Well, that is not good news. Why would they do that? And what about if you use html5 instead of flash? Would it be possible to use vdpau with that?


----------



## protocelt (May 25, 2015)

cabriofahrer said:


> Well, that is not good news. Why would they do that?


From what I gather, Adobe didn't believe the Linux graphics drivers were stable/reliable enough to continue support for it.



cabriofahrer said:


> And what about if you use html5 instead of flash? Would it be possible to use vdpau with that?

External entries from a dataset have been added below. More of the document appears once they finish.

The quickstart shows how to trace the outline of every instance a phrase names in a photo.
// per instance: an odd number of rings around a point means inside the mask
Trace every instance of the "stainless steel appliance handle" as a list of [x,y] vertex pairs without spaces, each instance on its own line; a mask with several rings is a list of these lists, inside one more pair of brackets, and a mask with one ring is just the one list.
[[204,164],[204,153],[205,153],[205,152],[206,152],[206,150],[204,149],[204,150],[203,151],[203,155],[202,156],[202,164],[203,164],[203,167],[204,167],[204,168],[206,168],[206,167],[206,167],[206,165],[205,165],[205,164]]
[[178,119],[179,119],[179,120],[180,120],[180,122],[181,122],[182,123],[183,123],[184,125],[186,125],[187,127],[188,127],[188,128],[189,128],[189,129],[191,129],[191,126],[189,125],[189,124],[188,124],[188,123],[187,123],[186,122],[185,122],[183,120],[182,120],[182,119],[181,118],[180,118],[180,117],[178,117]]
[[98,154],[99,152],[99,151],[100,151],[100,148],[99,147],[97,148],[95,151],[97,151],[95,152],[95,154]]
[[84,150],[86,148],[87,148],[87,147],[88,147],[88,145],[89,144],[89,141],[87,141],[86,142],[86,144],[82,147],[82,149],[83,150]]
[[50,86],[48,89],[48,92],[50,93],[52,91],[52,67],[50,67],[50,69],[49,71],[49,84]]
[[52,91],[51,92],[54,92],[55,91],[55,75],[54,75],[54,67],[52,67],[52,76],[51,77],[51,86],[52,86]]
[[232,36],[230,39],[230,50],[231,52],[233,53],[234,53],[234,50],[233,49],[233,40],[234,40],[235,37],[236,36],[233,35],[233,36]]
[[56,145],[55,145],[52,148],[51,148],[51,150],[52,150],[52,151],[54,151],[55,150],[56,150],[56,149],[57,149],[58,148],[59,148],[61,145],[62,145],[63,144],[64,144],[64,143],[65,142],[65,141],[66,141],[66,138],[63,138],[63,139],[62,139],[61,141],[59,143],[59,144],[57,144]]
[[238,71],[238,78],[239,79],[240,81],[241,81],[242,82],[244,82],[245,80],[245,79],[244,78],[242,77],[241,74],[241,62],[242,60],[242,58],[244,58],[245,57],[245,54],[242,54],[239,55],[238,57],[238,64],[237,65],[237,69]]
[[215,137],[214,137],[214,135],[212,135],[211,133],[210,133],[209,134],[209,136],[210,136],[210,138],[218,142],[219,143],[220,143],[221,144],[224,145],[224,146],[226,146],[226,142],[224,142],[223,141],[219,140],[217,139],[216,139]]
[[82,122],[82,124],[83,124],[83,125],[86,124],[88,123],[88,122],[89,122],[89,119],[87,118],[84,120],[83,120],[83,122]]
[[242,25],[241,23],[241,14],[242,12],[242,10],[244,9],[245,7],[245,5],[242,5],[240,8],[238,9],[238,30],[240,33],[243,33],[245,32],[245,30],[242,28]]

I'm not really sure, but I don't think so at this time. Full hardware acceleration is possible for www/chromium and www/firefox if using the right graphics hardware(Nvidia) by forcing it on though available flags and I use it without problems, however though Chromium says video acceleration is enabled, it doesn't actually seem to be the case. Firefox seems to be the same. I haven't looked further to be honest as I haven't had any problems with playing videos with either www/firefox or www/chromium.


----------



## cabriofahrer (May 27, 2015)

I use SeaMonkey, which is practically the same as Firefox. The processor usage while playing YouTube videos or internet radio, e.g. Big R Radio 80's Metal FM is constantly 100% on a 32-bit 1,6 GHz processor. But thanks to your answer I have just tried Chromium with an amazing result: Without any configuration on the browser, the processor usage suddenly ranges from 11 to 35% while listening to Big R Radio, similar while watching videos on YouTube, so great thing! I guess this is due to vdpau/HW acceleration involved? In my case ATI, not NVIDIA.

Which brings me to the next question: When using Spotify with wine, the processor usage is also constantly 100%. So is there a way of configuring the "Windows Flash player" inside WINE to use vdpau, too?


----------